Home / Cakrawala / Politik Desa / Merdeka dari Sawah dan Laut: Suara Desa untuk Indonesia

Merdeka dari Sawah dan Laut: Suara Desa untuk Indonesia

Hari ini bendera merah putih kembali berkibar di lapangan desa. Anak-anak sekolah berbaris, petani melepas caping sejenak, nelayan menambatkan perahu lebih pagi. Semua ikut hormat, semua ikut bangga. Tujuh belas Agustus bukan sekadar peringatan sejarah, tetapi tanda bahwa kita masih berdiri sebagai bangsa merdeka.

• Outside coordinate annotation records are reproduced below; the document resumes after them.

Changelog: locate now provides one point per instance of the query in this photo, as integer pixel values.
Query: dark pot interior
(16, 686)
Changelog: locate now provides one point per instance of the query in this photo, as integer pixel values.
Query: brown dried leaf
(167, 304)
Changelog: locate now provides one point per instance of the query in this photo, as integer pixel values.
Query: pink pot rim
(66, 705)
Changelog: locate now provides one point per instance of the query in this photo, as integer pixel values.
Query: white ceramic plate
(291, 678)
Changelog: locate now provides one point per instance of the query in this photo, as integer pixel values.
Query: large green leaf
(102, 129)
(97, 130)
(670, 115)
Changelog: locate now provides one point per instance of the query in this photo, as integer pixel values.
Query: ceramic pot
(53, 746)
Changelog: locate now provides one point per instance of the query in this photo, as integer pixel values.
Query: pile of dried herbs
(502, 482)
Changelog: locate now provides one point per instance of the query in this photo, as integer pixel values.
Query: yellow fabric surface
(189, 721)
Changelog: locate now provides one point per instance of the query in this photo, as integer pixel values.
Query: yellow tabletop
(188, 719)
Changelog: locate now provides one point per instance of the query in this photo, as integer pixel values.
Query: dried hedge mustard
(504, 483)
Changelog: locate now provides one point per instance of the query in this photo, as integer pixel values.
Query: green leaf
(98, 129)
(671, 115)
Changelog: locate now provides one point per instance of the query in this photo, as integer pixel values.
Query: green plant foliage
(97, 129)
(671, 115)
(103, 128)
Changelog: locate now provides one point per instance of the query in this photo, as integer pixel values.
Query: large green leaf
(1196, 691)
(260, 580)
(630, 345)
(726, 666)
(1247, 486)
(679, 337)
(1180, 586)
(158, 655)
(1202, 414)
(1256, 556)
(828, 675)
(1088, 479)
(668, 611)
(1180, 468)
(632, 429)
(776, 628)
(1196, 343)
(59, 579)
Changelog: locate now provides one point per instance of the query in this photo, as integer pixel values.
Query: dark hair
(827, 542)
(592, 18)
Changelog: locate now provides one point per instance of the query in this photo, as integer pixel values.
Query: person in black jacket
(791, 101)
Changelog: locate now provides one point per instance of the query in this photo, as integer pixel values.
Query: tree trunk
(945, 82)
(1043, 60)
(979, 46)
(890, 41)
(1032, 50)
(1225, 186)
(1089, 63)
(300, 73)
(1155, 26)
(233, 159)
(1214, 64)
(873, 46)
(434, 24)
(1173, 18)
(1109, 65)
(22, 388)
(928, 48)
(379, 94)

Namun, merdeka bukan hanya soal lepas dari penjajahan masa lalu. Merdeka juga berarti berani berdiri di atas kaki sendiri hari ini. Bagi petani, itu berarti bisa menanam padi tanpa takut harga pupuk melambung. Bagi nelayan, itu berarti bisa melaut tanpa resah harga solar. Bagi ibu-ibu di pasar, itu berarti bisa belanja beras, ikan, dan minyak goreng tanpa deg-degan menunggu harga naik.

Indonesia sekarang memang sering disebut dunia sebagai negara besar, calon pemimpin di Asia Tenggara. Tapi kita tahu, kekuatan itu rapuh jika pangan kita masih bergantung pada impor, dan jika rupiah mudah goyah oleh arus modal asing. Karena itu, desa dan laut tidak boleh dipandang sebelah mata. Justru di situlah kunci kemandirian bangsa.

Program Marine-Based Granary (MBG) yang mulai dijalankan di desa-desa pesisir bisa jadi jalan keluar. Bayangkan desa nelayan bukan hanya tempat perahu bersandar, tetapi juga gudang pangan darurat yang menyimpan beras, ikan, dan garam. Bayangkan desa sungai jadi pusat logistik yang menyalurkan hasil bumi ke kota saat jalur besar terganggu. Desa menjadi benteng pertama saat badai global datang.

Tiga tahun ke depan tantangan akan makin berat: harga pangan bisa melonjak, rupiah bisa tertekan, bahkan jalur perdagangan bisa terganggu oleh konflik. Tapi desa-desa yang kuat dan mandiri bisa menjaga rakyat tetap makan. Sawah, laut, sungai, dan ladang adalah dapur besar yang bisa menyelamatkan bangsa.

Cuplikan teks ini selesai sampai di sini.